Star Trek Into Darkness

A depressingly inferior sequel, Star Trek Into Darkness follows the Enterprise crew as they’re forced to battle a rogue Starfleet officer (Benedict Cumberbatch’s John Harrison) bent on mass destruction. It’s clear virtually from the get-go that filmmaker J.J. Abrams, working from Roberto Orci, Alex Kurtzman, and Damon Lindelof’s screenplay, has little or no interest in developing these iconic characters further, as the movie is instead, for the most part, devoted to larger-than-life action set pieces that progress from impressive to exhausting faster than one would like. The charm and novelty of 2009’s Star Trek is largely absent here, and, as indicated by the title, Abrams seems to be going out of his way to put an almost incongruously gritty spin on the franchise.
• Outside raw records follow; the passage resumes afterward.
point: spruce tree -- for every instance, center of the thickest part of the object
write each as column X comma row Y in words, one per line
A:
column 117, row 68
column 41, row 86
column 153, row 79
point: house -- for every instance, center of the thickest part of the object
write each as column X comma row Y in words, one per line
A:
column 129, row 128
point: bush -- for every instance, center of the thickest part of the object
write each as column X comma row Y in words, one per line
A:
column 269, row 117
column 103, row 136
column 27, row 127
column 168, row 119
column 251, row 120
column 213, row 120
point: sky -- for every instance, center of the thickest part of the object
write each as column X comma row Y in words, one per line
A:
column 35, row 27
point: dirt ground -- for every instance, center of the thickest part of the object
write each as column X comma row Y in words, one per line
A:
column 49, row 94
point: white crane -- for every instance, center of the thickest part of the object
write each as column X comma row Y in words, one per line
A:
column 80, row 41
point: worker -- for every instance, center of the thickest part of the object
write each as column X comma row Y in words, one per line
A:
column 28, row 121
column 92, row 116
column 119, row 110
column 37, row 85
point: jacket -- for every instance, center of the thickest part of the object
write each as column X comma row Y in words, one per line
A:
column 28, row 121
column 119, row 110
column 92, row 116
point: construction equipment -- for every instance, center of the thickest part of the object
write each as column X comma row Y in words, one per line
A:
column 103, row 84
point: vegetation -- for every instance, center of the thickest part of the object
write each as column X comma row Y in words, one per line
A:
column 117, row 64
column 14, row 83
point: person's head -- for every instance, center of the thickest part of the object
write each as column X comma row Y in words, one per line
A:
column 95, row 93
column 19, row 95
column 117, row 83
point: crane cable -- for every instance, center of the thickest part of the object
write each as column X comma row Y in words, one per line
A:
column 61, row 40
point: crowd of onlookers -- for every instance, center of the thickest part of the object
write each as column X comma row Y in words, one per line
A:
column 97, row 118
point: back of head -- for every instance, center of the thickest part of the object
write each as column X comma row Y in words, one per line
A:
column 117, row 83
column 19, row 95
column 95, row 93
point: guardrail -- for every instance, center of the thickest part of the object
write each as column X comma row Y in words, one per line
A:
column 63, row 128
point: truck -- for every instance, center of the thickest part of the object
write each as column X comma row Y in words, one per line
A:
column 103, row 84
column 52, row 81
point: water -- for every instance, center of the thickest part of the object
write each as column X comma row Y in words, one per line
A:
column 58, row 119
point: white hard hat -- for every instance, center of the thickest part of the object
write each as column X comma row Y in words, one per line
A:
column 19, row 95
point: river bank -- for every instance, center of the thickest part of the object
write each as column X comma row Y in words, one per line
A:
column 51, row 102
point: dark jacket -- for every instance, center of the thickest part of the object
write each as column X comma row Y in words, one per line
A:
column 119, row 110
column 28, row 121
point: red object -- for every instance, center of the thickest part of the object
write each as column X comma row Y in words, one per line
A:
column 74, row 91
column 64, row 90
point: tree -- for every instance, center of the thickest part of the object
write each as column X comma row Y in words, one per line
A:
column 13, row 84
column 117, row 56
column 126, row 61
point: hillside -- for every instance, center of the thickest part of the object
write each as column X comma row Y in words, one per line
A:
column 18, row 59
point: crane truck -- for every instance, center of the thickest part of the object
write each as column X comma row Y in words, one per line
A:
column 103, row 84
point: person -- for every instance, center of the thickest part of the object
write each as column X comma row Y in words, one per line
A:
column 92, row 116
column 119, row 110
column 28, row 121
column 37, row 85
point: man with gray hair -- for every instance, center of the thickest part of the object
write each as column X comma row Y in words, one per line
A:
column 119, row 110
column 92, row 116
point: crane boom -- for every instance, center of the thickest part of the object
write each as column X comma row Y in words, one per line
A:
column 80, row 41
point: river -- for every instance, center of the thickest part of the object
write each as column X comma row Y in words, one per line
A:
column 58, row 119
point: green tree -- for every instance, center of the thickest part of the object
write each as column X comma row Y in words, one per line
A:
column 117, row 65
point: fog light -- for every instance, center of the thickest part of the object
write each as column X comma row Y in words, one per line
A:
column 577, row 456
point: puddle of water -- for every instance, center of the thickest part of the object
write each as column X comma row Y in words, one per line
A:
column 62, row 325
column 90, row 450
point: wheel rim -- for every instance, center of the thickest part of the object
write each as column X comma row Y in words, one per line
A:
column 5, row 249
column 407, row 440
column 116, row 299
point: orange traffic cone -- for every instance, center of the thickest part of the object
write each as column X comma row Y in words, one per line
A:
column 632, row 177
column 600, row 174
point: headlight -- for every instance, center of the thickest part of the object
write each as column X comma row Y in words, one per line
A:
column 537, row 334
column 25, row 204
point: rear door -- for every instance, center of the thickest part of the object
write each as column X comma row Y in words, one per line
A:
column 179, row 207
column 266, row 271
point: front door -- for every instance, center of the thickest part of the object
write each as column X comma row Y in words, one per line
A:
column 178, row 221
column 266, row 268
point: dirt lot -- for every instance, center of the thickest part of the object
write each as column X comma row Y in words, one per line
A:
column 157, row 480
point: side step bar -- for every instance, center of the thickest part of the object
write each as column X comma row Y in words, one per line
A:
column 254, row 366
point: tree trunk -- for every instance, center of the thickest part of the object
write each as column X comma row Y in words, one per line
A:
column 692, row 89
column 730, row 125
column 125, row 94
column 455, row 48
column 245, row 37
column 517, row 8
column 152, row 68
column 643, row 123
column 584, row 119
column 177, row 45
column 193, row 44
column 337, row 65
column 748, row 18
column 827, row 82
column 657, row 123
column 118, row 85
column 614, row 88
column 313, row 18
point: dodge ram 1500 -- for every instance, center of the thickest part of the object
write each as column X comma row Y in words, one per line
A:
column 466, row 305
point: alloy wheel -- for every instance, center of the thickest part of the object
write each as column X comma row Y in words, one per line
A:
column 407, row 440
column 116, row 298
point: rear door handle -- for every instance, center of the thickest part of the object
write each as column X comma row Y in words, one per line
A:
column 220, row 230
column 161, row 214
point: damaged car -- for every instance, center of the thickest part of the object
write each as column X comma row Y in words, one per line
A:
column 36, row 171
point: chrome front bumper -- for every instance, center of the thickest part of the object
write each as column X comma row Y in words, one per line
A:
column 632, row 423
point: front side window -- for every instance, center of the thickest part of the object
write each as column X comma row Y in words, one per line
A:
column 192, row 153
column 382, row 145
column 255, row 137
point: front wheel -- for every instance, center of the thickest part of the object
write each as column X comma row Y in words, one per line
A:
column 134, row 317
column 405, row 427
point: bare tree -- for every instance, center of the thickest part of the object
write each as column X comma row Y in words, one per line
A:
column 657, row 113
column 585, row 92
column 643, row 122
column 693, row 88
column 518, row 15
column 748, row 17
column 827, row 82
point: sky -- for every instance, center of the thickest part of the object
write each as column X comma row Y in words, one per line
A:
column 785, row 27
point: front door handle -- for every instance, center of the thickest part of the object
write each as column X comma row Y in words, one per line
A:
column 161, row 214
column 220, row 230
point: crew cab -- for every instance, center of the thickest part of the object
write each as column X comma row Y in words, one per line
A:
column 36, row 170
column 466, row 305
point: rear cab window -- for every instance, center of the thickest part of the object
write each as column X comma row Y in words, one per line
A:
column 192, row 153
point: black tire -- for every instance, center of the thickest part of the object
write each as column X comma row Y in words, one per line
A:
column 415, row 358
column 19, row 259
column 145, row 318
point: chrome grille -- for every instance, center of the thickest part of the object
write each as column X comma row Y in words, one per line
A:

The director’s inability to wholeheartedly do so boils down primarily to Cumberbatch’s ineffectiveness as the film’s villain, with the actor delivering a one-note performance that isn’t, by and large, able to generate the type of fear or menace that Abrams is clearly striving for. (And given his character’s origins in the original series, Cumberbatch’s far-from-flamboyant turn is at best curious and at worst wrongheaded and distracting.) And although many of the film’s action-oriented moments are rendered flat by an overuse of computer-generated effects, Star Trek Into Darkness admittedly does possess a handful of striking moments that just barely push the film into passable territory – with, for example, a third-act foot chase between Harrison and Zachary Quinto’s Spock ranking high on the movie’s list of genuinely enthralling sequences. The end result is a terminally perfunctory followup that just barely gets the job done, which is certainly the last thing one would’ve expected given the effectiveness of the original film.